Driving slower than others, but not too slow, isn’t cause for a stop. The use of community caretaking function as an excuse here doesn’t work because there are no objective facts to support it. Agreda v. State, 2014 Fla. App. LEXIS 19703 (Fla. 2d DCA December 3, 2014):

The detective’s subjective intentions aside, the circumstances of this case simply did not present an objective basis for a stop pursuant to law enforcement’s so-called community caretaking function. See Holland v. State, 696 So. 2d 757 (Fla. 1997) (adopting test of objective reasonableness for traffic stops as enunciated in Whren v.
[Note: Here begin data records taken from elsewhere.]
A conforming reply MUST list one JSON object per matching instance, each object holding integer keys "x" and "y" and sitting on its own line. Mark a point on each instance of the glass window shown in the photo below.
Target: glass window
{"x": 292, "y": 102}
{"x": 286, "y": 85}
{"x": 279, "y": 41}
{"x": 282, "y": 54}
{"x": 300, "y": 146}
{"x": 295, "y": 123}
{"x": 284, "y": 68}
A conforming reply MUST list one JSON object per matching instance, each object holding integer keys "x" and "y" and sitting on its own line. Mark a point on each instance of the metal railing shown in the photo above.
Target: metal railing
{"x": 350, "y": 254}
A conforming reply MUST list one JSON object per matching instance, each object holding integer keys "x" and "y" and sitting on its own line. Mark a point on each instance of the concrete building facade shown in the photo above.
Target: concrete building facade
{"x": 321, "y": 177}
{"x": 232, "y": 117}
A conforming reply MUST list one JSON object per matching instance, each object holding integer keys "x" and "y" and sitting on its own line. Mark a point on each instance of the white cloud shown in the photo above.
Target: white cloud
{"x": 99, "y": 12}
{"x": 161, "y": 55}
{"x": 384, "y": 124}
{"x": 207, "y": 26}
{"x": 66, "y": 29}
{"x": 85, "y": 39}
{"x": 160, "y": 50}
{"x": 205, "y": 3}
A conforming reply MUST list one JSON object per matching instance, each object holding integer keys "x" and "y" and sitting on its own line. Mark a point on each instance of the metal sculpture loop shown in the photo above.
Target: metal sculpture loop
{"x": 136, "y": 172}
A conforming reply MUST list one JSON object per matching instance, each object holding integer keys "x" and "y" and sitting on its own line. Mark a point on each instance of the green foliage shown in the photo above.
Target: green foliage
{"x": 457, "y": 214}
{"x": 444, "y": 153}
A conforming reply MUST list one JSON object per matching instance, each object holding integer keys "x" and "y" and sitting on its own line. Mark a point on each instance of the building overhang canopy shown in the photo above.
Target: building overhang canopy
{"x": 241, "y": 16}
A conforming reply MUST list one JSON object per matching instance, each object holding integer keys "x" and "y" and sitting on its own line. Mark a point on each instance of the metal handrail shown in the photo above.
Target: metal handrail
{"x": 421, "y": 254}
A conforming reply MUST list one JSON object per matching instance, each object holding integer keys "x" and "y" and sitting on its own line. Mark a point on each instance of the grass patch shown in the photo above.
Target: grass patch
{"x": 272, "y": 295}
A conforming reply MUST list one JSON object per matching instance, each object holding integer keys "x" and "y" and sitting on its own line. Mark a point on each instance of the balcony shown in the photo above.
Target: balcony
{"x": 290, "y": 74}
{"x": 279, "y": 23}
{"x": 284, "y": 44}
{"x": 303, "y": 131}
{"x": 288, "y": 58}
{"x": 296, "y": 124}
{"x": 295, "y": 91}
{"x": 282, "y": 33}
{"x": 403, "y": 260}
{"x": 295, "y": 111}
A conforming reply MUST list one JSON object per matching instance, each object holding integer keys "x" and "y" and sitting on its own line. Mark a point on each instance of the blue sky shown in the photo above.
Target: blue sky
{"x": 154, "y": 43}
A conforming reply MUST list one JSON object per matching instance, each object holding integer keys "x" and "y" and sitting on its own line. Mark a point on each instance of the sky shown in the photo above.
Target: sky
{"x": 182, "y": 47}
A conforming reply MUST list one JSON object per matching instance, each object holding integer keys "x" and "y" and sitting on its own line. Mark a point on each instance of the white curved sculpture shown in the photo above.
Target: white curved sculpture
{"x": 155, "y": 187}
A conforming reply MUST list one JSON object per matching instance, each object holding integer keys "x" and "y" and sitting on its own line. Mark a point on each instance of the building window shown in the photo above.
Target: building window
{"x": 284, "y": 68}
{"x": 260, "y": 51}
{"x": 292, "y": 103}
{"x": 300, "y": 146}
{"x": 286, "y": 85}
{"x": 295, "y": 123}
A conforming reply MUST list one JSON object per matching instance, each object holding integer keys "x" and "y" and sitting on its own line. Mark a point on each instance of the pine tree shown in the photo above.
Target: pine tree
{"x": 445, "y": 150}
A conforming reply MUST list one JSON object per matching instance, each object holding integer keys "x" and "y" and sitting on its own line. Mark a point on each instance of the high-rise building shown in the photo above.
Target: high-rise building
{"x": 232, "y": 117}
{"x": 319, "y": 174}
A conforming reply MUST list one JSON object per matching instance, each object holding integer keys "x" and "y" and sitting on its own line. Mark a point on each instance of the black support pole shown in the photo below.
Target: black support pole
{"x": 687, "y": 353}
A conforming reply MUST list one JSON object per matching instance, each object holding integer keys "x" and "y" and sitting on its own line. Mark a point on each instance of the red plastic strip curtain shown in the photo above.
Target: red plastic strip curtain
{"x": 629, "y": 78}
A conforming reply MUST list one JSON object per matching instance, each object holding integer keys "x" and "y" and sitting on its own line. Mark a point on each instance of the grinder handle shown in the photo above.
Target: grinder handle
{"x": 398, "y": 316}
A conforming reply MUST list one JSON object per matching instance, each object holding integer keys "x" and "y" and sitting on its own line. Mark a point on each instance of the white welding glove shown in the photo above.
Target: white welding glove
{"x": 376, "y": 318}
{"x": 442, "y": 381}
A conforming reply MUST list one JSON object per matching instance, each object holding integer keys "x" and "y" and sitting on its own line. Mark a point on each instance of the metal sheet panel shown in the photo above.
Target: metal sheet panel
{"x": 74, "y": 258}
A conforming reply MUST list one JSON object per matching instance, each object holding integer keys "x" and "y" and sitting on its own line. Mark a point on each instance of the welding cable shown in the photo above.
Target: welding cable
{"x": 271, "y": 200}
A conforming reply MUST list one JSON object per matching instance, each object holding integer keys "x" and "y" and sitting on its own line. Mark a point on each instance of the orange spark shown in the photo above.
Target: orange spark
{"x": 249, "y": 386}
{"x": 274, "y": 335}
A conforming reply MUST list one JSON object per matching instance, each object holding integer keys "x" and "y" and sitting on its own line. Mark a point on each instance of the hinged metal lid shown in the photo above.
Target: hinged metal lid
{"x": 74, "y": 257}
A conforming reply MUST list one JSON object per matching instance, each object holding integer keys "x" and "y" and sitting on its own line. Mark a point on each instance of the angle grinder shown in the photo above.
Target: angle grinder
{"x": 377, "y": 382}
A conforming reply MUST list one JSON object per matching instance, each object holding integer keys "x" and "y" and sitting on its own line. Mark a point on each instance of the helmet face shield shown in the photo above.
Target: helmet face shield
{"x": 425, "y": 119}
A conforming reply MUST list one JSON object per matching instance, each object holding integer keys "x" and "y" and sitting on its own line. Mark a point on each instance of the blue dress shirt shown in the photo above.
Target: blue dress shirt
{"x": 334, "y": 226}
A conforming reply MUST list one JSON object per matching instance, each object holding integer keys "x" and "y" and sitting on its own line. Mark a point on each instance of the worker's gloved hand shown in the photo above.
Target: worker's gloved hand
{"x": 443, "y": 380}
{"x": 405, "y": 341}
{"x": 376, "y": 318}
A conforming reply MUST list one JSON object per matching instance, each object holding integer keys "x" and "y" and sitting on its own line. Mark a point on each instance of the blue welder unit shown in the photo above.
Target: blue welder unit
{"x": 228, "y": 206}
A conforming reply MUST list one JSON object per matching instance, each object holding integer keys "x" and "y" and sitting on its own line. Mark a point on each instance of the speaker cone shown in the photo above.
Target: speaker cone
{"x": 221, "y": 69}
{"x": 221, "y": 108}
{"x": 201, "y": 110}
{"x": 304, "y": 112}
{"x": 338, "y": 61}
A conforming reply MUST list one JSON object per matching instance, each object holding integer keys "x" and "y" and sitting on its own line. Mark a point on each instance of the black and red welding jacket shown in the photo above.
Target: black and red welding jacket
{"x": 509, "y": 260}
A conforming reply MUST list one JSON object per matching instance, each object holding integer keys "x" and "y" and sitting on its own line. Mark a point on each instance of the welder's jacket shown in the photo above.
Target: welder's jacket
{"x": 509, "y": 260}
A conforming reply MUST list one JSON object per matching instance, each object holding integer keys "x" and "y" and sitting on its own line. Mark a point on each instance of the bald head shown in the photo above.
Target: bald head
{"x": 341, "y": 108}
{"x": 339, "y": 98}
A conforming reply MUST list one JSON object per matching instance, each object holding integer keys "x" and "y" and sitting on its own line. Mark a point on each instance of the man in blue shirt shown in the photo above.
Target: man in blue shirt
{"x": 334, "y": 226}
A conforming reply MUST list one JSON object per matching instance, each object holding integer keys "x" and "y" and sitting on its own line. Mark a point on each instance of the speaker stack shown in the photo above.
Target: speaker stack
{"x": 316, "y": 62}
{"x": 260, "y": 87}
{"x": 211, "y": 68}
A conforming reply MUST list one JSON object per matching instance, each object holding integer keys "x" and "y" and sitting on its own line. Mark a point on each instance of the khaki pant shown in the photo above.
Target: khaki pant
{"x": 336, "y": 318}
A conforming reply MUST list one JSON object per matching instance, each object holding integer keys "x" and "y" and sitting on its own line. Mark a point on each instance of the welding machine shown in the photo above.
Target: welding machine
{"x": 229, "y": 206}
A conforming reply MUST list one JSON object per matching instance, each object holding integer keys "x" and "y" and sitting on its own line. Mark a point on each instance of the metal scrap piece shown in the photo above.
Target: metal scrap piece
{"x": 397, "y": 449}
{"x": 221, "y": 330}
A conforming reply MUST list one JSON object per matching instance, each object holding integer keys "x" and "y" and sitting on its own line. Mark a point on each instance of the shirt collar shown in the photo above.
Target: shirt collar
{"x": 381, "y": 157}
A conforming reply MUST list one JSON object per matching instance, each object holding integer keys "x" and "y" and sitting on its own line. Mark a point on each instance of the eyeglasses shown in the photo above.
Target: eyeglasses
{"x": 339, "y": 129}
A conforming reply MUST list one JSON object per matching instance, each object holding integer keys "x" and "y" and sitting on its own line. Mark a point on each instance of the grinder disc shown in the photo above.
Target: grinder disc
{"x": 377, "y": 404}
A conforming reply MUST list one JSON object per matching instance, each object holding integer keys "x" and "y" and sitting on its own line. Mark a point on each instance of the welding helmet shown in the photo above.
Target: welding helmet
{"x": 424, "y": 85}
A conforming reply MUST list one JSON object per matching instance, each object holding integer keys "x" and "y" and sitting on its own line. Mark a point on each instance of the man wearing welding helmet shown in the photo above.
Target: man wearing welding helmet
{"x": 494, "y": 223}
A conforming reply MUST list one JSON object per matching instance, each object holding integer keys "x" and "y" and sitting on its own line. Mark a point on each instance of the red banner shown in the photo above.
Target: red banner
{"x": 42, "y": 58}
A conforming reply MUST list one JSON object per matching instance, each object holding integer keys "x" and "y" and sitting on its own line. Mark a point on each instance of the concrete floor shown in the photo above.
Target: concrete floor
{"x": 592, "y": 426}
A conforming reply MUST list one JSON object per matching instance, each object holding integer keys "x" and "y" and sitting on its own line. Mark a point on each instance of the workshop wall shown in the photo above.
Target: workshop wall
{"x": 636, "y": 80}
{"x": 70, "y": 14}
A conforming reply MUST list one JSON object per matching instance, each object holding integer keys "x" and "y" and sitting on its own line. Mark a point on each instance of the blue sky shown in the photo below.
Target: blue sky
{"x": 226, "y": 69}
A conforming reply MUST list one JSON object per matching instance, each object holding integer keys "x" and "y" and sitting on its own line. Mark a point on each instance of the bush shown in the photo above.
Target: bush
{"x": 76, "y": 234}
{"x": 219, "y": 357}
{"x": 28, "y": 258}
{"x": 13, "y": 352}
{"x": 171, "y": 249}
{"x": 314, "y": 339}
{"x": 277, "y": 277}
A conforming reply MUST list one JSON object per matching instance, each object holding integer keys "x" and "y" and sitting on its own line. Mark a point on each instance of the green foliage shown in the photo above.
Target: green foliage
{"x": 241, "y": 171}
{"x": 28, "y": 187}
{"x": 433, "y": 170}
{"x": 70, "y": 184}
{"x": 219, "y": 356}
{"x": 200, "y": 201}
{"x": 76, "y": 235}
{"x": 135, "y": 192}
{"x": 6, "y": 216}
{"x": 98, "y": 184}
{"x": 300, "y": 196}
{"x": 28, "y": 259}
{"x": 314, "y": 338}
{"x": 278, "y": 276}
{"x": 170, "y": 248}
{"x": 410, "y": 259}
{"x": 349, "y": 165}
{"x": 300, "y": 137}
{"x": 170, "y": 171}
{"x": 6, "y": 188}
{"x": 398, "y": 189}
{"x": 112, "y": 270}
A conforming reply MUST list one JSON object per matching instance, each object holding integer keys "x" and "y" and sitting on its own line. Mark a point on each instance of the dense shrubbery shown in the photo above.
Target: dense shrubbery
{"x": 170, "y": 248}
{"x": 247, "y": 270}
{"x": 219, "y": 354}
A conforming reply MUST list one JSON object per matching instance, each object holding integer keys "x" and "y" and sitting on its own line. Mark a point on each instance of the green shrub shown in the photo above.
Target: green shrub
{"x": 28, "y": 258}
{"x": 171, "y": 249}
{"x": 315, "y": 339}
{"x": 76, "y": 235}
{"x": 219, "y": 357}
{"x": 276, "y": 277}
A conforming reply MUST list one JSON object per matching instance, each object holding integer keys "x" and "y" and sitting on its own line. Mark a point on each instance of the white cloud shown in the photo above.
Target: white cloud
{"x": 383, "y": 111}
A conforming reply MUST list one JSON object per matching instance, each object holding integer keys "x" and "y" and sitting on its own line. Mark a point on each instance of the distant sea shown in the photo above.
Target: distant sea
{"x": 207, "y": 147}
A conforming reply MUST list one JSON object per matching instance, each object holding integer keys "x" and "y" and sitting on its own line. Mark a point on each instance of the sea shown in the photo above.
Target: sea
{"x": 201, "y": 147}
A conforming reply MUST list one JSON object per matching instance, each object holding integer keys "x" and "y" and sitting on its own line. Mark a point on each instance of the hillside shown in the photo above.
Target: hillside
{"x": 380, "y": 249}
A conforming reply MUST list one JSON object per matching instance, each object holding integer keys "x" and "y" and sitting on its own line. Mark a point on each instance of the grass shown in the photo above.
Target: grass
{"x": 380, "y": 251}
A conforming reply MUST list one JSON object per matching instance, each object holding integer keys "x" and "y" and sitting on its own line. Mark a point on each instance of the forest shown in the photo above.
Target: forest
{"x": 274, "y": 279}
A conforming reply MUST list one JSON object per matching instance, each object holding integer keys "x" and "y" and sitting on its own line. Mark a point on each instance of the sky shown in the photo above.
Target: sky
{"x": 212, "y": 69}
United States, 517 U.S. 806, 116 S. Ct. 1769, 135 L. Ed. 2d 89 (1996)). “Even a stop pursuant to an officer’s community caretaking responsibilities … must be based on specific articulable facts showing that the stop was necessary for the protection of the public.” Majors v. State, 70 So. 3d 655, 661 (Fla. 1st DCA 2011). Although the car was traveling below the speed limit, its speed was within the legally permissible range. The detective’s concern about the driving speed was based in part on his observation that people generally drove over the speed limit, not under it. On appeal, the State points to this testimony and asserts that the car was actually traveling 30 miles per hour less than the normal practice. But it would be a strange world indeed if under the Fourth Amendment a search and seizure could be justified by the subject’s failure to engage in typical law-breaking behavior.

Here, the detective observed nothing to objectively suggest that there was a problem with the car or driver. In the absence of something more than simply driving more slowly than most motorists, the stop here was not justified. See Faunce v. State, 884 So. 2d 504 (Fla. 1st DCA 2004) (invalidating stop when car, on dirt road at night, was traveling twenty miles below speed limit but was not swerving or giving indication of mechanical trouble); cf. Bailey v. State, 319 So. 2d 22 (Fla. 1975) (upholding stop, although suppressing evidence for other reasons, when car was weaving and traveling below posted speed on Florida Turnpike); State v. Davidson, 744 So. 2d 1180 (Fla. 2d DCA 1999) (concluding that stop was justified when car was traveling below speed limit and continually correcting after drifting over the line).